‘A hint of optimism’: Business Council says Papua New Guinea’s businesses are settling into new normal


There are signs of optimism in the Papua New Guinea business community, according to a survey of market conditions by the Business Council of Papua New Guinea. It suggests that, while the pandemic has exacted a severe financial toll, businesses have now ‘settled’ and are navigating the challenges of the new environment.

Revenue expectations of PNG businesses during Q1, Q2 and Q4 2020. Credit: Business Council of PNG


The Business Council of Papua New Guinea (BCPNG)’s Markets Survey found that, despite a continued trend of financial decline, ‘business leaders in PNG are showing a hint of optimism when it comes to their short-term business prospects.’

Although 60 per cent of businesses did not meet their projected results in the last quarter of 2020, 44 per cent are expecting revenue growth in the next six months, while only 25 per cent are expecting revenue decline.

‘This is a significant improvement from the previous quarter when only nine per cent anticipated revenue growth in the next six months and 74 per cent anticipated a revenue decrease,’ the survey says.

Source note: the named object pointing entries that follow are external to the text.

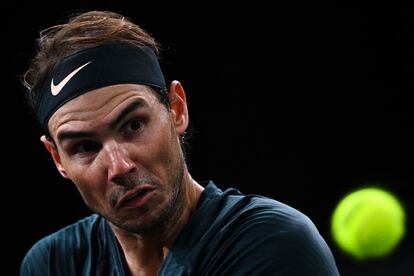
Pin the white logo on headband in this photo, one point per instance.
(55, 89)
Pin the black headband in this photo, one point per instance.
(94, 68)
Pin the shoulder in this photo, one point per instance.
(267, 236)
(71, 241)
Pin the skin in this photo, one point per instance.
(114, 139)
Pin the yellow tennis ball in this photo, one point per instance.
(368, 223)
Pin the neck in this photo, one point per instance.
(145, 253)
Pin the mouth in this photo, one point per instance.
(136, 198)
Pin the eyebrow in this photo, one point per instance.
(66, 135)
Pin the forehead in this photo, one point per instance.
(100, 103)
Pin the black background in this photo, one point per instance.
(302, 104)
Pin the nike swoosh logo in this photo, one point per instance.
(57, 88)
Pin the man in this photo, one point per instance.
(115, 130)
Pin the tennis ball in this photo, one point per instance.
(368, 223)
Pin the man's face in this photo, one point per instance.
(120, 147)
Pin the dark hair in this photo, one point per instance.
(82, 31)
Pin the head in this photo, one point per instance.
(114, 129)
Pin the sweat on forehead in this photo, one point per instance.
(97, 67)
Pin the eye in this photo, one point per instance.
(134, 126)
(86, 146)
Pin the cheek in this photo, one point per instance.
(88, 183)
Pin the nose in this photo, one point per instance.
(120, 162)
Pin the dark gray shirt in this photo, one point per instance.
(228, 234)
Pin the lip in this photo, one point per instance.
(136, 198)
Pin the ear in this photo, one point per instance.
(179, 109)
(51, 148)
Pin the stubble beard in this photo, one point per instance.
(165, 216)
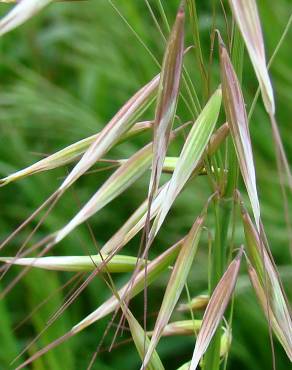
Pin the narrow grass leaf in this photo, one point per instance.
(167, 96)
(119, 263)
(20, 13)
(215, 309)
(271, 286)
(238, 123)
(175, 284)
(246, 15)
(69, 154)
(190, 156)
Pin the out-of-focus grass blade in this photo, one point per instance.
(137, 221)
(215, 309)
(167, 96)
(121, 179)
(190, 156)
(175, 284)
(132, 288)
(118, 126)
(119, 263)
(246, 15)
(141, 341)
(68, 154)
(247, 18)
(196, 303)
(268, 285)
(20, 13)
(263, 299)
(238, 123)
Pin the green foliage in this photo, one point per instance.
(64, 74)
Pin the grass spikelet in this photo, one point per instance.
(20, 13)
(167, 97)
(197, 303)
(175, 284)
(141, 342)
(138, 219)
(120, 180)
(67, 155)
(132, 288)
(238, 123)
(268, 286)
(246, 15)
(215, 309)
(190, 156)
(118, 126)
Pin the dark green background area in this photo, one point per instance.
(62, 77)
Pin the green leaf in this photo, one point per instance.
(190, 157)
(20, 13)
(175, 284)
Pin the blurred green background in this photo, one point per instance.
(63, 75)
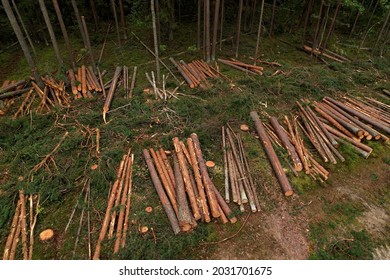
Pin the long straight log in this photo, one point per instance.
(198, 180)
(160, 191)
(360, 115)
(205, 177)
(184, 215)
(186, 178)
(278, 169)
(287, 144)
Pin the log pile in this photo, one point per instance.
(116, 220)
(238, 178)
(244, 67)
(196, 72)
(186, 191)
(22, 228)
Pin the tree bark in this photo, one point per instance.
(76, 11)
(155, 37)
(22, 42)
(24, 27)
(215, 28)
(238, 26)
(65, 34)
(259, 30)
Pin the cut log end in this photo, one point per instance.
(46, 235)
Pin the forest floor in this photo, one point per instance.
(347, 217)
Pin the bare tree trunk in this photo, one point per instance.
(382, 29)
(152, 7)
(368, 26)
(271, 28)
(76, 11)
(24, 28)
(259, 30)
(222, 19)
(331, 28)
(51, 32)
(215, 28)
(207, 27)
(239, 26)
(94, 13)
(65, 34)
(116, 21)
(123, 19)
(22, 42)
(198, 34)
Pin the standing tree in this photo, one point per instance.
(65, 34)
(215, 29)
(22, 42)
(153, 10)
(51, 32)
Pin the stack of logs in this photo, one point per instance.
(116, 219)
(238, 178)
(244, 67)
(186, 191)
(21, 229)
(84, 82)
(196, 72)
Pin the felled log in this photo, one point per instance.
(278, 169)
(160, 191)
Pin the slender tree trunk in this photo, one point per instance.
(51, 32)
(382, 29)
(152, 7)
(215, 28)
(76, 11)
(116, 21)
(65, 34)
(123, 19)
(259, 30)
(24, 28)
(94, 13)
(239, 26)
(207, 31)
(368, 25)
(89, 44)
(198, 32)
(222, 20)
(271, 28)
(22, 41)
(331, 28)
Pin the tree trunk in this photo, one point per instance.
(76, 11)
(24, 27)
(22, 41)
(259, 30)
(116, 21)
(207, 29)
(156, 52)
(215, 29)
(94, 13)
(331, 28)
(65, 34)
(123, 19)
(271, 28)
(239, 26)
(51, 32)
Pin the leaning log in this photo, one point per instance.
(277, 167)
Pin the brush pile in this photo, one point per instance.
(238, 178)
(196, 72)
(244, 67)
(348, 121)
(186, 191)
(116, 220)
(21, 229)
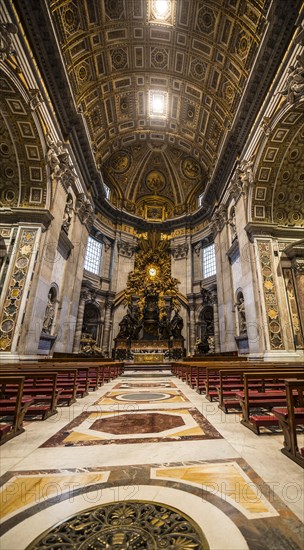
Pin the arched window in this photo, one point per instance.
(91, 321)
(93, 256)
(50, 311)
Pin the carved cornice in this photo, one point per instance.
(209, 296)
(219, 219)
(7, 31)
(85, 210)
(26, 216)
(180, 251)
(298, 266)
(126, 249)
(262, 230)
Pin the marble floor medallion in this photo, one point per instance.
(145, 396)
(135, 525)
(134, 426)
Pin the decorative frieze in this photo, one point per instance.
(209, 297)
(12, 302)
(126, 249)
(298, 266)
(84, 210)
(294, 85)
(270, 295)
(293, 307)
(180, 251)
(7, 30)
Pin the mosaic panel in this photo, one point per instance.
(228, 489)
(128, 424)
(129, 524)
(293, 308)
(270, 295)
(140, 385)
(163, 48)
(141, 396)
(15, 290)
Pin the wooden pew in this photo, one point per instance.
(290, 417)
(250, 400)
(42, 388)
(232, 381)
(12, 409)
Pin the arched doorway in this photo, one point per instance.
(92, 322)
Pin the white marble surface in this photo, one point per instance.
(262, 453)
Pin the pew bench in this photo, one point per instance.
(290, 417)
(42, 389)
(253, 402)
(12, 411)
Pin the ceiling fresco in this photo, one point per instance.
(159, 84)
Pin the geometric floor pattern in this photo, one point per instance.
(134, 426)
(211, 500)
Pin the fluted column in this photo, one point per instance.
(216, 328)
(107, 326)
(192, 331)
(78, 331)
(298, 267)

The survey detected signs of optimism amongst business leaders, with 32 per cent expecting their companies to grow this year and 70 per cent of respondents saying they will be able to operate in the current environment for at least a year.

‘This could indicate that after a year into the pandemic, PNG businesses have now settled and have put in place frameworks and structures to help them navigate the challenges of the current environment,’ the survey says.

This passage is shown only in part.